La Turquie, l’Égypte et le Pakistan figurent parmi les pays mobilisés pour tenter de rapprocher les positions. Mais derrière cette relance diplomatique, les blocages restent profonds : Téhéran a refusé jusqu’ici certaines demandes américaines, notamment sur la réouverture du détroit d’Ormuz, et n’a pas accepté de rencontre directe avec des représentants américains au Pakistan. Plusieurs capitales travaillent désormais sur d’autres formats possibles, notamment au Qatar ou à Istanbul, sans percée à ce stade.

Cette initiative intervient sous l’ombre de l’ultimatum de Donald Trump à Téhéran. Le président américain a donné à l’Iran jusqu’à mardi 20 heures, heure de l’Est, soit mercredi à 3 heures du matin en Israël, pour rouvrir le détroit d’Ormuz. Faute de quoi, il menace de frapper des infrastructures iraniennes majeures, allant jusqu’à évoquer les centrales électriques et d’autres sites critiques. Cet ultimatum donne à la médiation en cours un caractère particulièrement urgent, alors que Washington semble tester une dernière voie diplomatique avant une possible aggravation militaire.

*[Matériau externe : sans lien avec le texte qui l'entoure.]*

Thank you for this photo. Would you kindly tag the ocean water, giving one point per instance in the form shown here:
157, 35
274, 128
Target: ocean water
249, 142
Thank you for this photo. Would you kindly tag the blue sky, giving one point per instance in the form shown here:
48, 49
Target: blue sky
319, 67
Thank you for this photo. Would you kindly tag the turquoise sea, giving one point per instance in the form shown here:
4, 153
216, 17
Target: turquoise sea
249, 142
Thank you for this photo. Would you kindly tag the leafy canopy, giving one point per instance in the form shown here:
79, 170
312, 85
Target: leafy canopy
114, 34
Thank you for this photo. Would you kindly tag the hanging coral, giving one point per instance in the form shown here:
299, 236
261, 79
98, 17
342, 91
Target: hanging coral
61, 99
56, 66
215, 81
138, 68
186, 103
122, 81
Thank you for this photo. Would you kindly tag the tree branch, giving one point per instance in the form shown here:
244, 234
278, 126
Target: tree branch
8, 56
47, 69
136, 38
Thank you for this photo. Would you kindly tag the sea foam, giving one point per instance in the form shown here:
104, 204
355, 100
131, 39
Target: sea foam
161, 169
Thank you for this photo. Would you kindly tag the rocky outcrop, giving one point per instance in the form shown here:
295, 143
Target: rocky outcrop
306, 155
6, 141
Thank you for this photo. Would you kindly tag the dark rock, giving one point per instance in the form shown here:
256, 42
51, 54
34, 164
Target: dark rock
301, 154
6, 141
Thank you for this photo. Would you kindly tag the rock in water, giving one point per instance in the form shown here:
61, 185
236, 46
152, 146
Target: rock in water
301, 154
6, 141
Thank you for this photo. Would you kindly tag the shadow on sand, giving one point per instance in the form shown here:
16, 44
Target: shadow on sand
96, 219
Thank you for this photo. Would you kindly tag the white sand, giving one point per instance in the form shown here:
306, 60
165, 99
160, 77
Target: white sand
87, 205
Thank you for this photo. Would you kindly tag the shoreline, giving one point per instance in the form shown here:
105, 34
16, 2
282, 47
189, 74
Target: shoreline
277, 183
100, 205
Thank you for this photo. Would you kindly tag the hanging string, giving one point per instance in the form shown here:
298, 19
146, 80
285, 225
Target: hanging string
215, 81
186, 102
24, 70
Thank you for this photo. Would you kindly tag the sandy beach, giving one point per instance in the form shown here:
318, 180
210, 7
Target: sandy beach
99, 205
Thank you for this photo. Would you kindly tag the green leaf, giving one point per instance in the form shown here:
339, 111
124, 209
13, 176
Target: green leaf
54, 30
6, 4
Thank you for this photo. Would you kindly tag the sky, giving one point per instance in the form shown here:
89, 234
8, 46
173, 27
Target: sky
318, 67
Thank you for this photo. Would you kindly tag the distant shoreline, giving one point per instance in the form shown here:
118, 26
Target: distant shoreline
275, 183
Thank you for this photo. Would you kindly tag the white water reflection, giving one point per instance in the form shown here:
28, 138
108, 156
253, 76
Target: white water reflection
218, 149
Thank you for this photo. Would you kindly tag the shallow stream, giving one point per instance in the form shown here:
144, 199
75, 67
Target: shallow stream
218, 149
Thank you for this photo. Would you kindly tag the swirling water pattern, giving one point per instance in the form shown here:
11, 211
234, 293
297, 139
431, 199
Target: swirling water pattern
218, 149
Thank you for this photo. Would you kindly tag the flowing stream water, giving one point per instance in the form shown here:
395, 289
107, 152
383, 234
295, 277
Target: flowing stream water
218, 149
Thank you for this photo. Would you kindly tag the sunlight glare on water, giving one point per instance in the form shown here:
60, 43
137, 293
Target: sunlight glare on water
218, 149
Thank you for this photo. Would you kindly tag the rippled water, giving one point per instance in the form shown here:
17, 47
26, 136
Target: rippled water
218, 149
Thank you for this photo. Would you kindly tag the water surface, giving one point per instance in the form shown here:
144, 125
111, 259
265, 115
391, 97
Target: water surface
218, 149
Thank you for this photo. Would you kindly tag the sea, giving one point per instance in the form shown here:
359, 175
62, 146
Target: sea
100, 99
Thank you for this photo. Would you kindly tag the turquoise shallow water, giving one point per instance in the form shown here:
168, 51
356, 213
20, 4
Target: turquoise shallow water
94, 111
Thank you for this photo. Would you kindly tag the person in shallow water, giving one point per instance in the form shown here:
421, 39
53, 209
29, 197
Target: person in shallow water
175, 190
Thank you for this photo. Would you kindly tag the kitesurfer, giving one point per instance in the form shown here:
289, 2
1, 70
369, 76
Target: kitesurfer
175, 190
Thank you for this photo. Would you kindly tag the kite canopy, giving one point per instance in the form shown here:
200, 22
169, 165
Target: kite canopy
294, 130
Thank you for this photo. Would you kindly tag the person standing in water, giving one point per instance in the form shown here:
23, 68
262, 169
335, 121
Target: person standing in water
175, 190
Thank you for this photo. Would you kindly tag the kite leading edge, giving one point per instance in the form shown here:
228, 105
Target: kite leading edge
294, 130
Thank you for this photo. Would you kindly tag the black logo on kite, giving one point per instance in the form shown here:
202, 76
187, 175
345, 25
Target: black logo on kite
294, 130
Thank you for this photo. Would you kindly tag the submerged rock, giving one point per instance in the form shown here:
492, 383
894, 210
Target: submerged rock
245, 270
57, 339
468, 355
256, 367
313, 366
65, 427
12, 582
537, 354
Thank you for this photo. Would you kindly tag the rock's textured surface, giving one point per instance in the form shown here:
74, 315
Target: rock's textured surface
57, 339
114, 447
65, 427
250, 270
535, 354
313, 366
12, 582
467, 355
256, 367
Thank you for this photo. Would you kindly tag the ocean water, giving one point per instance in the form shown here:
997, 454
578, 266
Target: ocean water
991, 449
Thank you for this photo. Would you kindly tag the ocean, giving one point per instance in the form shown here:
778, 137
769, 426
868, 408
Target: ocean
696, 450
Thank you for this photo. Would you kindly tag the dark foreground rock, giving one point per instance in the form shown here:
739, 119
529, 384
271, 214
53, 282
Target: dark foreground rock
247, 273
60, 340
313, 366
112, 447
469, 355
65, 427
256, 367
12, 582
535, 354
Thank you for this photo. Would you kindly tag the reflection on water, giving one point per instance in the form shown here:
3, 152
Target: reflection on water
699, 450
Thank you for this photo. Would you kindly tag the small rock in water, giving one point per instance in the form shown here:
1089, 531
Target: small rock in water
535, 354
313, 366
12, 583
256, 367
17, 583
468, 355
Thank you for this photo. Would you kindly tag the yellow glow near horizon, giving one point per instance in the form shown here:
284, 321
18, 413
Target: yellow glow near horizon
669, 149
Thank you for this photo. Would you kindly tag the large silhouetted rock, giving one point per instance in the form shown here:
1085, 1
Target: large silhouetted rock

En parallèle, le discours iranien reste menaçant. Ces derniers jours, des responsables iraniens laissent entendre qu’une extension régionale du conflit reste possible si la pression militaire et politique se poursuit. Le vice-ministre des Affaires étrangères iranien : ״Nous suggérons à Trump d’arrêter avec les menaces, les conséquences ne seront pas limitées uniquement à l’Iran. Autrement dit, la piste diplomatique existe bel et bien, mais elle avance dans un climat où chaque camp continue de brandir le risque d’une confrontation plus large.